= Dymas =

Greek mythological figures

In Greek mythology, Dymas (Ancient Greek: Δύμας) is the name attributed to the following individuals:
- Dymas, a Mariandynian who warned the Argonauts about the cruelty of Amycus, king of the Bebrycians. Both Mariandynians and Bebrycians lived in northwestern Asia Minor.
- Dymas, a soldier who fought on the side of the Seven against Thebes. He took part in the foot-race at Opheltes' funeral games in Nemea. Dymas was wounded in battle and killed himself when the enemy started questioning him.

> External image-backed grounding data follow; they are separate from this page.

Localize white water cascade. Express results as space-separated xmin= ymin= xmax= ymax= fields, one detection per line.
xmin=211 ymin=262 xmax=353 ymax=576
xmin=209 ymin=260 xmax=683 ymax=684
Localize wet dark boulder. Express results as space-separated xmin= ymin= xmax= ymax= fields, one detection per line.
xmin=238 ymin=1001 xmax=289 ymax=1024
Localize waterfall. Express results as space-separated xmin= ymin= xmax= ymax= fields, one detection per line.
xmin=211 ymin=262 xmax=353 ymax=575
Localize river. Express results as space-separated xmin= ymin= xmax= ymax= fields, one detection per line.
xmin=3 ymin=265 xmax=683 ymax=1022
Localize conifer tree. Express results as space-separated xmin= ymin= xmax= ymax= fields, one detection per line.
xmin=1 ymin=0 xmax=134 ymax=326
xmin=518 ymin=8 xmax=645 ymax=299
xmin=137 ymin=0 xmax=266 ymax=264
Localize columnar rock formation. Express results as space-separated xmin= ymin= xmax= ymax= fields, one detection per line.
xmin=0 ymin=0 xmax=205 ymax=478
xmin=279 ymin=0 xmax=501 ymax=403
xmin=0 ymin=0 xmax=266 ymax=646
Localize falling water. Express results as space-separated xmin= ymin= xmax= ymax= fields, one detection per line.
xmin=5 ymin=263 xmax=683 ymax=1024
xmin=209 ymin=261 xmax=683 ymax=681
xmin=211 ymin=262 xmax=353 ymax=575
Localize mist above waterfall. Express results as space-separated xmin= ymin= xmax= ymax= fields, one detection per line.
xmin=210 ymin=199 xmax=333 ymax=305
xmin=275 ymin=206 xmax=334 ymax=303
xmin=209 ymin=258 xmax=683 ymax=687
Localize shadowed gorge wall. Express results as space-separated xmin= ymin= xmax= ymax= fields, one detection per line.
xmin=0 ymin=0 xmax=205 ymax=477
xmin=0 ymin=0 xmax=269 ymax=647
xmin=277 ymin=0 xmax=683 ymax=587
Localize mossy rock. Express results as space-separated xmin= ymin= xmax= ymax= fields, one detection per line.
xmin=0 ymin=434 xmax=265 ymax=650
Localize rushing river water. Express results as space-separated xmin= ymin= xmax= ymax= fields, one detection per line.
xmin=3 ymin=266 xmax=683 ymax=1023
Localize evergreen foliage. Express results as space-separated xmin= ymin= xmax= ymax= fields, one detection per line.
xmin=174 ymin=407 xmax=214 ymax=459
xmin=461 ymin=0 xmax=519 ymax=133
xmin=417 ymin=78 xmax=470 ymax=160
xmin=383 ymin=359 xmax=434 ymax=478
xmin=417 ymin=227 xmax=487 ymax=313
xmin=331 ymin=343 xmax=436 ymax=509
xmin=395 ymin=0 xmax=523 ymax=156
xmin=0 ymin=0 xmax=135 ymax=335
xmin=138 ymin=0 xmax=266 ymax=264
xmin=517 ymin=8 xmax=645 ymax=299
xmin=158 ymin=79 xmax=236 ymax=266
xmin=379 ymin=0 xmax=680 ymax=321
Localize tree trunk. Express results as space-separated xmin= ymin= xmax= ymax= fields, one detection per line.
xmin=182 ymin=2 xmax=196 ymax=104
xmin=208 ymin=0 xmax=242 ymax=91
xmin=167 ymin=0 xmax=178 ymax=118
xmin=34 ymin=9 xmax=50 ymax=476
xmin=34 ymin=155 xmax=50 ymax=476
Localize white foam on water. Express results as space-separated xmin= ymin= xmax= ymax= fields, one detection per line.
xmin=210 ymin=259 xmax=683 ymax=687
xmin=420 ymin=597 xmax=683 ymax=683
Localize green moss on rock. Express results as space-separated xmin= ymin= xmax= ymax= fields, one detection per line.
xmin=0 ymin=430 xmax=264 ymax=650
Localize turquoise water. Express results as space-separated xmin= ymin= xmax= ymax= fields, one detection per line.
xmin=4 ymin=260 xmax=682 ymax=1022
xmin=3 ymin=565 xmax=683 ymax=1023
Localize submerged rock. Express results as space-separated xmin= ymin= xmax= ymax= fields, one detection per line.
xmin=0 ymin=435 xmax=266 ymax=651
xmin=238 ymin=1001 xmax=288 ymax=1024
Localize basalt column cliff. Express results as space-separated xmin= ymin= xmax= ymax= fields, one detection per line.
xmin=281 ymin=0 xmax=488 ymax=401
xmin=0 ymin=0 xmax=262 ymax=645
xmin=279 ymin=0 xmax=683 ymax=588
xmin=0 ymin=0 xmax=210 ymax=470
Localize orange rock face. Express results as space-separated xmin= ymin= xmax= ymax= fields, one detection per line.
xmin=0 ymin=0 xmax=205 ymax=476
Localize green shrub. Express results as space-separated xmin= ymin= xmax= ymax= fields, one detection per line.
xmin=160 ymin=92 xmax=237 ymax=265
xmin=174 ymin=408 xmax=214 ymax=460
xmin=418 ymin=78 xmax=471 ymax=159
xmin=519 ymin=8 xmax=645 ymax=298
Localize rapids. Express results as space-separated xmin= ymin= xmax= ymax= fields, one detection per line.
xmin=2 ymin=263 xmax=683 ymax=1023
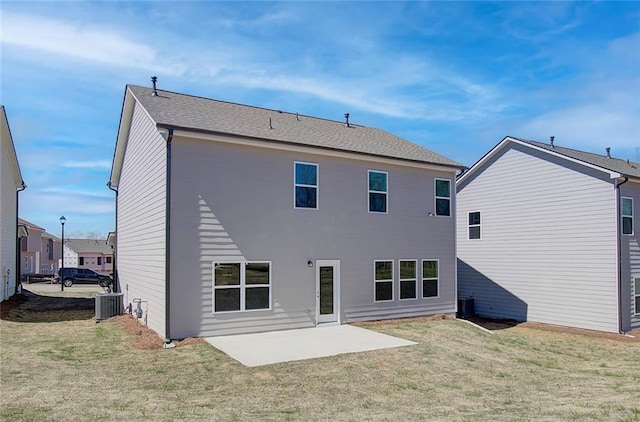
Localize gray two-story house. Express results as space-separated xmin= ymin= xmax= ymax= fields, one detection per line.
xmin=109 ymin=83 xmax=464 ymax=342
xmin=457 ymin=136 xmax=639 ymax=333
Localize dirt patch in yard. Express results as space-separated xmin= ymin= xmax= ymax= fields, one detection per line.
xmin=464 ymin=315 xmax=640 ymax=342
xmin=103 ymin=314 xmax=204 ymax=350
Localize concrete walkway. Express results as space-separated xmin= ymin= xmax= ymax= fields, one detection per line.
xmin=205 ymin=324 xmax=417 ymax=367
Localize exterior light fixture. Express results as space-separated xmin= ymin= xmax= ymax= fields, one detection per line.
xmin=307 ymin=260 xmax=313 ymax=268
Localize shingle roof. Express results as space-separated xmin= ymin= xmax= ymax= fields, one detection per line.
xmin=127 ymin=85 xmax=464 ymax=169
xmin=515 ymin=137 xmax=640 ymax=179
xmin=65 ymin=239 xmax=112 ymax=254
xmin=18 ymin=218 xmax=45 ymax=231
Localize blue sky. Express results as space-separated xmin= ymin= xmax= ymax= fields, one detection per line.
xmin=1 ymin=1 xmax=639 ymax=237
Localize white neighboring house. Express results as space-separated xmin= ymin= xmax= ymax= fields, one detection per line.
xmin=109 ymin=83 xmax=465 ymax=342
xmin=63 ymin=244 xmax=79 ymax=268
xmin=457 ymin=136 xmax=640 ymax=333
xmin=0 ymin=106 xmax=26 ymax=301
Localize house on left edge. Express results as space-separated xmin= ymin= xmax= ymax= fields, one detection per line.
xmin=108 ymin=82 xmax=465 ymax=343
xmin=0 ymin=106 xmax=26 ymax=302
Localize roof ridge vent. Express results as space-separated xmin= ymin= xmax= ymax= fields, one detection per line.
xmin=151 ymin=76 xmax=158 ymax=96
xmin=606 ymin=147 xmax=611 ymax=158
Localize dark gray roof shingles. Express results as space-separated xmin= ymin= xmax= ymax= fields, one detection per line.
xmin=514 ymin=137 xmax=640 ymax=179
xmin=127 ymin=85 xmax=463 ymax=168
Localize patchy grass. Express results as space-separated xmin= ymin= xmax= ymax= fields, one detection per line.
xmin=1 ymin=290 xmax=639 ymax=421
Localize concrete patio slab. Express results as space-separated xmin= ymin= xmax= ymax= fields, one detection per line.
xmin=205 ymin=324 xmax=417 ymax=367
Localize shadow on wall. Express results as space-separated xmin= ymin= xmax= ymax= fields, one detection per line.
xmin=457 ymin=259 xmax=528 ymax=322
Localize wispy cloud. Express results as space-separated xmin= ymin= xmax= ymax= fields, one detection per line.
xmin=62 ymin=160 xmax=112 ymax=170
xmin=0 ymin=12 xmax=185 ymax=76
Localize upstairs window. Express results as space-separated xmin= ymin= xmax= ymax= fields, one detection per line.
xmin=369 ymin=171 xmax=388 ymax=213
xmin=622 ymin=197 xmax=633 ymax=235
xmin=435 ymin=179 xmax=451 ymax=216
xmin=468 ymin=211 xmax=481 ymax=239
xmin=294 ymin=162 xmax=318 ymax=209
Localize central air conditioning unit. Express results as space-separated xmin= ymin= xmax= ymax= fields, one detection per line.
xmin=95 ymin=292 xmax=124 ymax=322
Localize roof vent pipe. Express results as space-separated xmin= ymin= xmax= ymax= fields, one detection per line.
xmin=606 ymin=147 xmax=611 ymax=158
xmin=344 ymin=113 xmax=350 ymax=128
xmin=268 ymin=117 xmax=273 ymax=129
xmin=151 ymin=76 xmax=158 ymax=96
xmin=550 ymin=136 xmax=555 ymax=147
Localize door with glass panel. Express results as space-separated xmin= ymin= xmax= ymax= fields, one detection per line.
xmin=316 ymin=260 xmax=340 ymax=324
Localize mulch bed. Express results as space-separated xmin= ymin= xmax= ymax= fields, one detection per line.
xmin=103 ymin=314 xmax=204 ymax=350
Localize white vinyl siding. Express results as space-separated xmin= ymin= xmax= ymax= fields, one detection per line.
xmin=457 ymin=143 xmax=619 ymax=333
xmin=117 ymin=102 xmax=167 ymax=338
xmin=0 ymin=138 xmax=18 ymax=301
xmin=167 ymin=137 xmax=458 ymax=337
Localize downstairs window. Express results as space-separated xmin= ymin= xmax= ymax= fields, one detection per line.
xmin=213 ymin=262 xmax=271 ymax=313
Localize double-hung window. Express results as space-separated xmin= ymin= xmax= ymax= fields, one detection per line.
xmin=294 ymin=162 xmax=318 ymax=209
xmin=468 ymin=211 xmax=481 ymax=239
xmin=374 ymin=260 xmax=393 ymax=302
xmin=622 ymin=197 xmax=633 ymax=235
xmin=399 ymin=260 xmax=417 ymax=300
xmin=369 ymin=171 xmax=388 ymax=213
xmin=213 ymin=262 xmax=271 ymax=313
xmin=422 ymin=260 xmax=439 ymax=298
xmin=435 ymin=179 xmax=451 ymax=216
xmin=635 ymin=277 xmax=640 ymax=315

- Dymas, a Dorian and the ancestor of the Dymanes. His father, Aegimius, adopted Heracles' son, Hyllas. Dymas and his brother, Pamphylus, submitted to Hyllas.

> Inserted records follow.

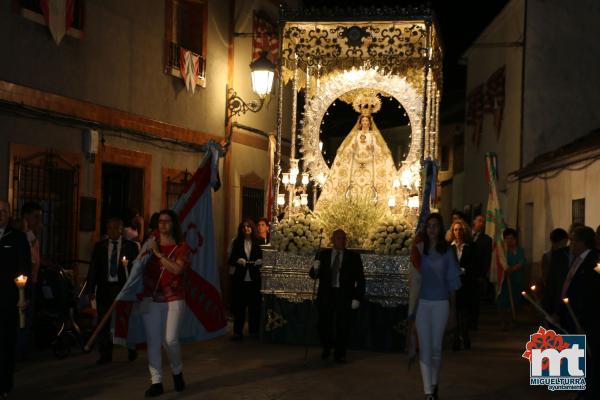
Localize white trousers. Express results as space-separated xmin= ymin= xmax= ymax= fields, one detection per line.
xmin=415 ymin=299 xmax=449 ymax=395
xmin=141 ymin=299 xmax=185 ymax=384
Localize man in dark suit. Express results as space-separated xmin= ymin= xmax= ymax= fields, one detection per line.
xmin=541 ymin=228 xmax=570 ymax=322
xmin=309 ymin=229 xmax=365 ymax=363
xmin=87 ymin=217 xmax=138 ymax=364
xmin=560 ymin=226 xmax=599 ymax=397
xmin=0 ymin=199 xmax=32 ymax=398
xmin=470 ymin=214 xmax=492 ymax=327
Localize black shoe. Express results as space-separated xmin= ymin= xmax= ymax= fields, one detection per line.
xmin=96 ymin=357 xmax=111 ymax=365
xmin=230 ymin=334 xmax=243 ymax=342
xmin=321 ymin=349 xmax=330 ymax=360
xmin=144 ymin=383 xmax=164 ymax=397
xmin=173 ymin=373 xmax=185 ymax=392
xmin=433 ymin=384 xmax=438 ymax=398
xmin=128 ymin=349 xmax=138 ymax=362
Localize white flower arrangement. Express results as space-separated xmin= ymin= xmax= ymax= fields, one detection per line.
xmin=270 ymin=208 xmax=325 ymax=256
xmin=367 ymin=218 xmax=415 ymax=255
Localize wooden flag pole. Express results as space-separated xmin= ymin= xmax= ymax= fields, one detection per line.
xmin=84 ymin=299 xmax=117 ymax=352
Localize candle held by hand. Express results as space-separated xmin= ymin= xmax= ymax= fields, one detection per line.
xmin=14 ymin=275 xmax=28 ymax=328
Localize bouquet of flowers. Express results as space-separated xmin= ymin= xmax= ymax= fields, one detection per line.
xmin=368 ymin=218 xmax=415 ymax=255
xmin=314 ymin=194 xmax=388 ymax=249
xmin=270 ymin=209 xmax=325 ymax=256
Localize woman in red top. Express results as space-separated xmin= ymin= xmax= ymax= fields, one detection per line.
xmin=141 ymin=209 xmax=190 ymax=398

- Dymas, king of Phrygia and father of Hecuba.
- Dymas, perhaps the same as the first. According to Quintus Smyrnaeus this Dymas was the father of Meges, a Trojan whose sons fought at Troy.
- Dymas, an Aulian warrior who came to fight at Troy under the leadership of Archesilaus. He died at the hands of Aeneas.
- Dymas, a Trojan soldier who fought with Aeneas and was killed at Troy.
- Dymas, was mentioned in Homer's Odyssey as a Phaeacian captain, whose daughter was a friend to the princess Nausicaa.